Ce qui aide (niveau de preuve correct)
- Fibres solubles et diversité végétale : orge, avoine, légumineuses, légumes, fruits entiers. Elles ralentissent l’absorption du glucose et nourrissent le microbiote.
- Protéines à chaque repas : satiété, maintien musculaire, moindre charge glycémique relative du repas.
- Glucides « habillés » : pain complet + houmous + crudités bat pain blanc seul.
- Lipides de qualité en quantité raisonnable : olive, oléagineux, poissons gras ; pas une avalanche d’huile de tournesol raffinée dans des fritures quotidiennes.
- Déficit calorique doux si surpoids : plus puissant que le micro-management de l’index glycémique seul.
- Marche postprandiale 10 : 20 min : sous-estimée, très rentable.
Les régimes très bas en glucides améliorent souvent la glycémie rapidement, mais ils ne sont pas obligatoires : un modèle méditerranéen riche en fibres et en légumes fonctionne aussi chez beaucoup de gens, avec une meilleure adhésion long terme.
Timing et jeûne : utiles, pas magiques
Avancer le dîner, éviter le grignotage nocturne, tester une fenêtre 12/12 : ça aide certains profils en réduisant les calories et en alignant un peu l’horloge métabolique. Ce n’est pas supérieur à un déficit bien construit si tu manges n’importe quoi dans la fenêtre. Et chez la femme mince déjà stressée, compresser trop fort peut coûter plus que ça ne rapporte.
Marqueurs à connaître (sans s’autobiochimiser)
- Glycémie à jeun
- HbA1c
- Parfois insulinémie à jeun / HOMA-IR (interprétation clinique)
- Tour de taille, triglycérides, HDL
Une glycémie à jeun à 1,05 g/L avec un tour de taille élevé et des TG hauts mérite un plan ; une glycémie isolée un peu haute après une mauvaise nuit ne définit pas une maladie.

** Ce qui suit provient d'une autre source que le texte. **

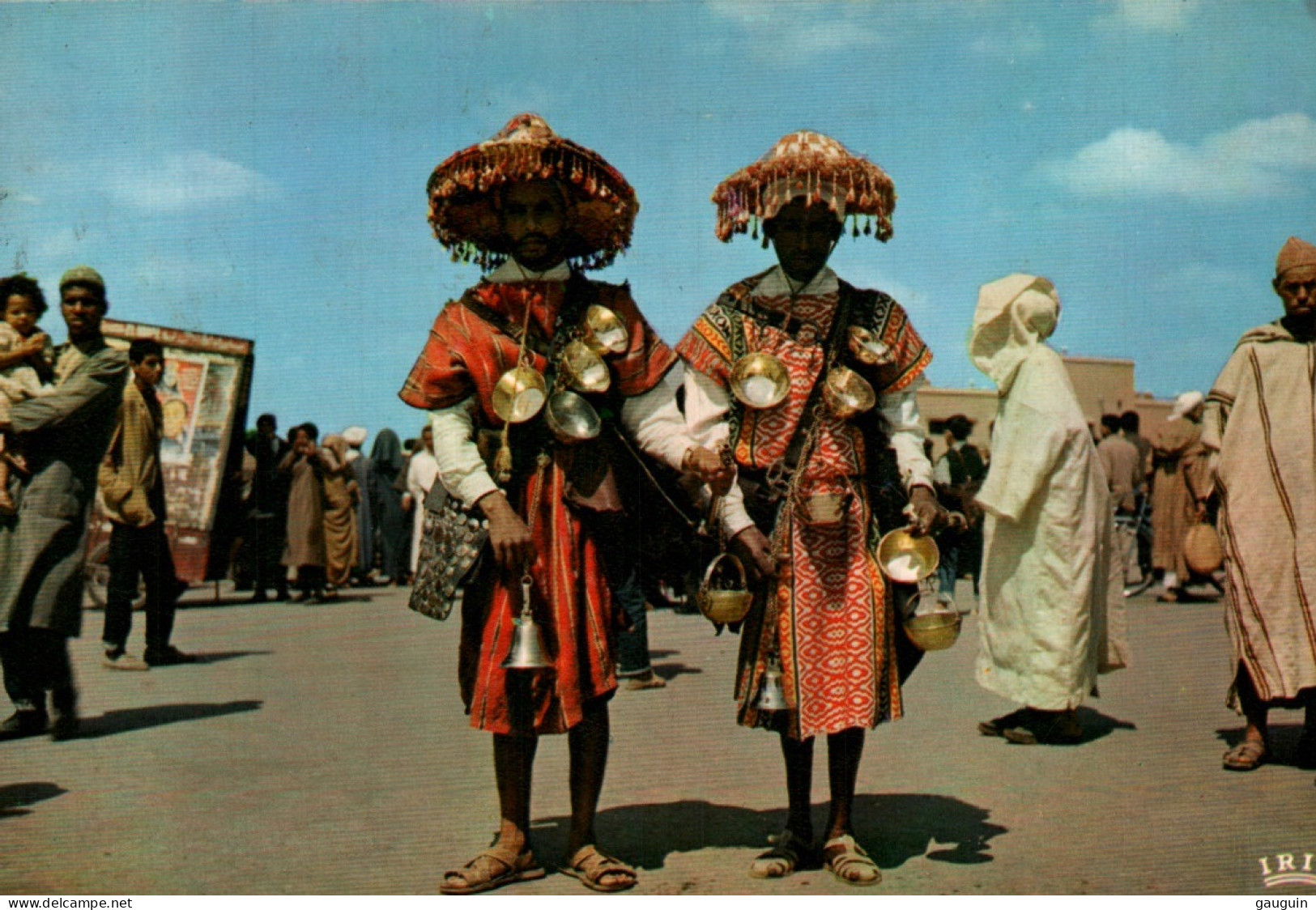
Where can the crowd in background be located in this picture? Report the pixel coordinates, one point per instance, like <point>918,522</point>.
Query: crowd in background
<point>322,514</point>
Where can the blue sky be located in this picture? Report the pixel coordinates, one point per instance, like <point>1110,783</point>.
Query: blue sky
<point>259,170</point>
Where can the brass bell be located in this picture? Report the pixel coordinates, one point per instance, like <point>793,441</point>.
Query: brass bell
<point>526,651</point>
<point>760,381</point>
<point>604,332</point>
<point>773,697</point>
<point>585,370</point>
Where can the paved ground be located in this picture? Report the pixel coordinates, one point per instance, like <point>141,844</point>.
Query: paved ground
<point>322,750</point>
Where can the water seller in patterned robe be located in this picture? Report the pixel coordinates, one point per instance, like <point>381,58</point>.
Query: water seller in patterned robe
<point>540,208</point>
<point>802,516</point>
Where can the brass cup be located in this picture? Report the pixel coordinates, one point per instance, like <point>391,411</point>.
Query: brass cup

Assiette type (pas un régime Instagram)
- Petit-déjeuner : œufs ou yaourt nature + flocons d’avoine + fruits rouges, ou pain complet + protéine
- Déjeuner : 1/2 assiette légumes, protéine (poisson, légumineuses, viande maigre), féculent complet
- Collation si besoin : fruit + poignée d’oléagineux
- Dîner : plus léger en féculents raffinés, protéines + légumes, dîner pas à minuit
Cuisine simple, courses moins « sachets », alcool limité (l’alcool le soir sabote glycémie et sommeil).
Compléments : place secondaire
Berbérine, chrome, magnésium, vinaigre de cidre… certains ont des signaux modestes. Aucun ne remplace la marche, les fibres et la perte de graisse viscérale. Si tu complètes, c’est en appoint documenté, pas en pilier.
Travailler la résistance à l’insuline par l’alimentation, c’est surtout retirer le bruit (sodas, ultra-transformés, dîners géants tardifs), mettre du muscle en mouvement, et construire des assiettes fibres-protéines répétables. Le reste est du réglage fin.
Index glycémique : utile, surestimé
Classer les aliments par IG aide à comprendre pourquoi le pain blanc seul pique plus que les lentilles. Mais l’IG en labo ne capture pas la taille de portion, les lipides du repas, ni le muscle qui attend derrière. Une stratégie « bas IG » sans déficit calorique ni fibres totales finit souvent en frustration.
Mieux vaut regarder le pattern : combien de fois par jour tu enchaînes liquide sucré + snack ultra-transformé + dîner tardif, plutôt que de stresser sur l’IG de la carotte.
Muscle : le médicament oublié
Deux à trois séances de renforcement par semaine améliorent la sensibilité à l’insuline indépendamment d’une partie de la perte de poids. Le muscle oxydatif est un tissu insulinosensible. Si tu ne touches qu’à l’assiette en restant assis 10 h/j, tu te prives d’un levier majeur.
Même sans salle : pompes adaptées, squats au poids du corps, bandes, marche rapide en côte. L’idéal reste un minimum de charge progressive.
Alcool, café, vinaigre : le bruit autour
L’alcool le soir dégrade sommeil et glycémie du lendemain. Le café noir n’est pas l’ennemi ; le latte sucré si. Le vinaigre de cidre avant le repas a un petit effet glycémique chez certains : appoint, pas traitement. Garde l’énergie mentale pour fibres, protéines, mouvement et sommeil.